The restaurant is the brainchild of two of Arkansas’s most celebrated culinary figures — chef and restaurateur Louis Petit and the legendary Don Keet, who together have decades of fine dining experience woven into every corner of this place. The result is a room that feels simultaneously polished and relaxed. White tablecloths sit alongside an open kitchen, warm wood tones, and a bar that practically invites you to settle in for the evening. It never feels stuffy. It feels like exactly the kind of place a serious food city keeps in its back pocket.
The menu is the kind of American brasserie fare that sounds familiar right up until it arrives at your table and completely surpasses whatever you were imagining. Start with the charcuterie board if it’s on offer — the cured selections are thoughtfully assembled and pair beautifully with whatever the sommelier points you toward from the deep, well-curated wine list. The oysters Rockefeller are a Little Rock institution at this point, rich and properly finished, the kind of dish you order on impulse and then quietly plan your return visit around.
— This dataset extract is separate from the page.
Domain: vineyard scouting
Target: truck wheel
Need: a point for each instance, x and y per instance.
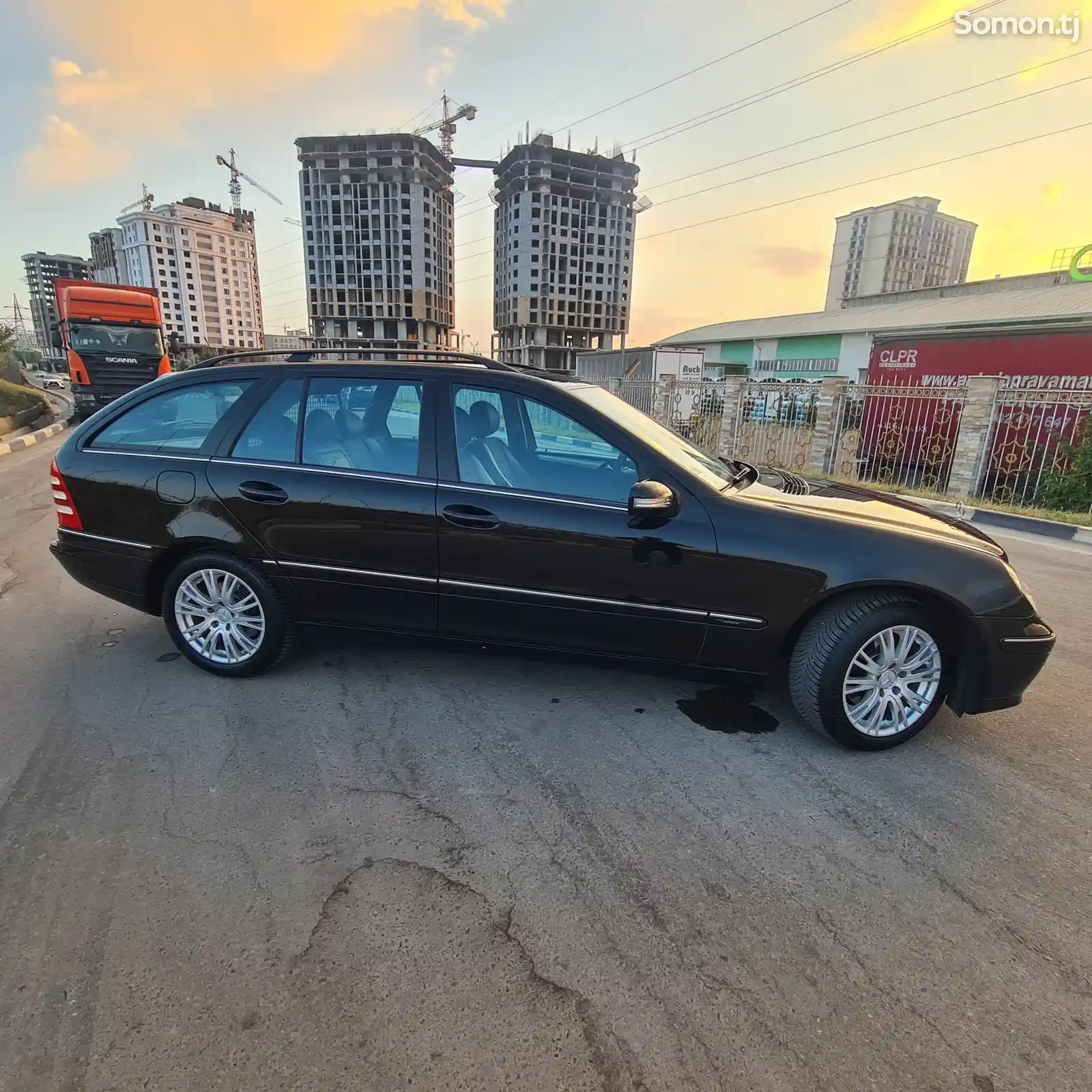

For mains, the filet mignon is a perennial star, but do not overlook the Gulf fish preparations, which rotate with the seasons and reflect a kitchen that genuinely pays attention to what’s fresh and what makes sense on the plate. Sides are not an afterthought here — the crispy brussels sprouts and truffle mac and cheese have developed devoted followings entirely on their own merits.
Riverdale sits just west of downtown, an easy drive from most hotels and well worth navigating for. The neighborhood has a comfortable, residential energy that makes the restaurant feel like a genuine local treasure rather than a tourist landmark. On weekend evenings, you’ll find everyone from celebrating anniversary couples to solo diners at the bar working through a glass of Burgundy and the soup du jour. That mix tells you everything about the place’s appeal.
Reservations are strongly encouraged, particularly on Friday and Saturday nights, when the dining room fills steadily and the energy climbs without ever tipping into chaos. The service staff is knowledgeable without being performative — they’ll steer you right on the menu and leave you alone to enjoy it, which is exactly what you want.
Little Rock has a dining scene that often surprises visitors who weren’t expecting much, and Petit & Keet is one of the primary reasons why. If you have one special dinner on your trip to Arkansas, spend it here.